Sep 14 2009

Edible Landscaping – A Tasty Part of A Beautiful Landscape

Published by ShreveportDesigner at 9:34 pm under Landscaping & Gardening

Edible Landscaping produces myriad varieties of unusual fruits such as dwarf pears, Pakistan and weeping mulberries, hardy kiwi, gooseberries and currants, edible dogwood and oriental persimmons, old varieties of apples, blueberries and figs.

Edible landscaping is a ingenious trend that incorporates edible plants into the permanent home landscape. I have two weeping mulberries planted to the southwest of my house, where I hope their mounding, weeping habit will obscure what little of the road I can still see. The fact that they bore fruit this year was icing on the cake.

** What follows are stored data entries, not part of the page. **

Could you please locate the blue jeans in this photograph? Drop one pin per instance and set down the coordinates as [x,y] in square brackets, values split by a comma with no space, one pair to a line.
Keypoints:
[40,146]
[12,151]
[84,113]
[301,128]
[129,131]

The oriental persimmons bear large, apple-sized, orange persimmons late in the year, when there is little other color in the landscape. Gooseberries might be incorporated into that mixed shrub border between you and the neighbor. Figs can be coaxed into bearing very good fruit if given quite a lot of sun. And the “Avonblue” selection of blueberry only grows 3 feet tall with a 5 foot spread, making it adaptable to a mixed shrub border, or to a dedicated, if small, spot in the garden.

The day lilies have been blooming profusely at every roadside site, and through them is growing, in several locations, the perennial, sweet pea. Something of a landscape weed, it is a beautiful one, especially when its rosy-pink flowers scramble though a stand of orange day lily. It produces an effect that is quintessentially summertime.

The perennial sweet pea is a much more heat-tolerant plant than the annual sweet pea that quits on the first blistering day. The perennial sweet pea will climb to a height of 9 feet if supported, but more often it is seen scrambling along banks, over fences or through day lilies.